Ayetullah Reyşehri/Ehli Beyt Öğretisi 2
Başarının sırrını ve mutluluk anahtarını elde edebilen bir kimse hayatta kazançlı ve muzaffer olur. Bu yüzden herkes ister hayatın doruğuna doğru yükselme aşamasında olan gençler gençler isterse hayatın zirvesinden iniş döneminde olan yaşlılar mutluluk ve başarının sırrını aramaktadırlar.
İnsanların tarih boyunca yaşantılarına baktığımızda, bazı kimselerin, başarılı ve mutlu olduğunu bazılarının ise, yenilgiye uğramış, başarısız olduklarını görürüz. Bu konu üzerinde düşündüğümüzde ister istemez şu soruyla karşılaşırız: Acaba hayatta başarılı olmanın ya da yenilgiye uğramanın sırrı nedir?
Hayatta başarılı olmanın ve başarısızlığın bir sır ve nişanesinin olmadığına inanmak doğru mu?
Acaba mutluluk ve mutsuzluğun sırrının şans ve baht olduğu söylenebilir mi?
İster istemez insanın zihninde beliren bu sorulara hiç tereddüt etmeden, olumsuz cevap vermelyiz. Çünkü her başarı ve yenilginin kendine özgü bir nedeni vardır. Bu, istisna kabul etmeyen bir gerçektir.
Şans, mutluluk ya da mutsuzluğa neden olabilecek bir şey değildir.
İmam Ali (Allah’ın selamı üzerine olsun) bir hutbesinde şöyle buyurmuştur:
“İnsanın, nefsi kuvvetli (güçlü iradeye sahip) olduğunda, reyine, aciz olduğu zaman ise, şansa yönelir.”[1]
Ruhi yönden güçlü insanlar, hayatta mutlu olmak için kendi düşüncelerine dayanır; mutluluk ve başarının sırrını keşfetmek, mutluluk ve başarı anahtarına sahip olmak için çaba harcarlar.
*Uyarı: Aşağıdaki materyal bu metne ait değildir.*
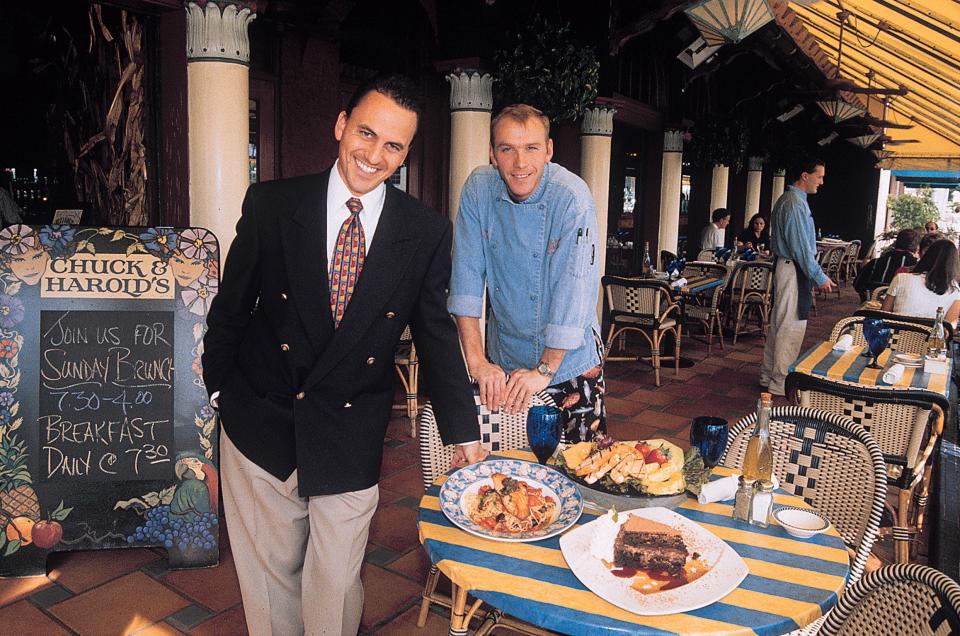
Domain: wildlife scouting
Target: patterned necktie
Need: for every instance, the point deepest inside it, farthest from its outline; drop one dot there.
(347, 260)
Ama zayıf iradeli kimseler ise, gerekli düşünce gücüne sahip olmadıklarından; hayal aleminde kader, kısmet ve şansı mutluluk ya da mutsuzluğun nedeni zannederek hayatta başarılı olmanın sırrı ve sebebi hakkında düşünmek zahmetine katlanmazlar.
Başarının Esasları
Her işte insanın başarılı olması, genel olarak şu üç esasa dayanır:
Birinci esas: Bilinç ve uyanıklık,
İkinci esas: Araç ve imkân,
Üçüncü esas: Çaba ve gayret
Bu üç esastan birinin olmaması halinde başarı olanaksız hale dönüşür.
Eğer gençlik, en iyi hayat yolunu teşhis edemez veya gerekli araçlar ve imkâna sahip olmazsa ya da gayret göstermezse kesinlikle yaşamında başarılı olamaz. Bu yüzden hayat yolunun başlangıcında bulunan akıllı bir gencin en önemli, en acil görevi en iyi yolu tanıması, ilerlemesi için gerekli araçları -imkânları- sağlaması, hareket ve çaba sarf etmek için kararlı olmasıdır.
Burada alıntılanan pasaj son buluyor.